Everybody talks about e-health these days, but few people have come up with a clear definition of this comparatively new term. Barely in use before 1999, this term now seems to serve as a general "buzzword" used to characterize not only "Internet medicine", but also virtually everything related to computers and medicine. The term was apparently first used by industry leaders and marketing people rather than academics. They created and used this term in line with other "e-words" such as e-commerce, e-business, e-solutions, and so on, in an attempt to convey the promises, principles, excitement (and hype) around e-commerce (electronic commerce) to the health arena, and to give an account of the new possibilities the Internet is opening up to the area of health care. Intel, for example, referred to e-health as "a concerted effort undertaken by leaders in health care and hi-tech industries to fully harness the benefits available through convergence of the Internet and health care."
Because the Internet created new opportunities and challenges to the traditional health care information technology industry, the use of a new term to address these issues seemed appropriate. These "new" challenges for the health care information technology industry were mainly:
a.) the capability of consumers to interact with their systems online ("business to consumer",)
b.) improved possibilities for institution-to-institution transmissions of data ("business to business",) and
c.) new possibilities for peer-to-peer communication of consumers ("consumer to consumer".)
e-health is an emerging field in the intersection of medical informatics, public health and business, referring to health services and information delivered or enhanced through the Internet and related technologies. In a broader sense, the term characterizes not only a technical development, but also a state-of-mind, a way of thinking, an attitude, and a commitment for networked, global thinking, to improve health care locally, regionally, and worldwide by using information and communication technology. This definition hopefully is broad enough to apply to a dynamic environment such as the Internet and at the same time acknowledges that e-health encompasses more than just "Internet and Medicine". As such, the "e" in e-health does not only stand for "electronic," but implies a number of other "e's," which together perhaps best characterize what e-health is all about (or what it should be).
The “e” in “eHealth”
1. Efficient - one of the promises of e-health is to increase efficiency in health care, thereby decreasing costs. One possible way of decreasing costs would be by avoiding duplicative or unnecessary diagnostic or therapeutic interventions, through enhanced communication possibilities between health care establishments, and through patient involvement.
2. Enhancing - quality of care - increasing efficiency involves not only reducing costs, but at the same time improving quality. E-health may enhance the quality of health care for example by allowing comparisons between different providers, involving consumers as additional power for quality assurance, and directing patient streams to the best quality providers.
3. Evidence based - e-health interventions should be evidence-based in a sense that their effectiveness and efficiency should not be assumed but proven by rigorous scientific evaluation. Much work still has to be done in this area.
4. Empowering - consumers and patients - by making the knowledge bases of medicine and personal electronic records accessible to consumers over the Internet, e-health opens new avenues for patient-centered medicine, and enables evidence-based patient choice.
5. Encouraging - of a new relationship between the patient and health professional, towards a true partnership, where decisions are made in a shared manner.
6. Educating - of physicians through online sources (continuing medical education) and consumers (health education, tailored preventive information for consumers.)
7. Enabling - information exchange and communication in a standardized way between health care establishments.

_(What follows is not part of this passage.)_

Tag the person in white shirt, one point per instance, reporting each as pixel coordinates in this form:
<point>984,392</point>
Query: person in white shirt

8. Extending - the scope of health care beyond its conventional boundaries. This is meant in both a geographical sense as well as in a conceptual sense. e-health enables consumers to easily obtain health services online from global providers. These services can range from simple advice to more complex interventions or products such a pharmaceuticals.
9. Ethical - e-health involves new forms of patient-physician interaction and poses new challenges and threats to ethical issues such as online professional practice, informed consent, privacy and equity issues.
10. Equitable - to make health care more equitable is one of the promises of e-health, but at the same time there is a considerable threat that e-health may deepen the gap between the "haves" and "have-nots". People, who do not have the money, skills, and access to computers and networks, cannot use computers effectively. As a result, these patient populations (which would actually benefit the most from health information) are those who are the least likely to benefit from advances in information technology, unless political measures ensure equitable access for all. The digital divide currently runs between rural vs. urban populations, rich vs. poor, young vs. old, male vs. female people, and between neglected/rare vs. common diseases.
11. In addition, e-health should also be easy-to-use, entertaining, engaging, and exciting.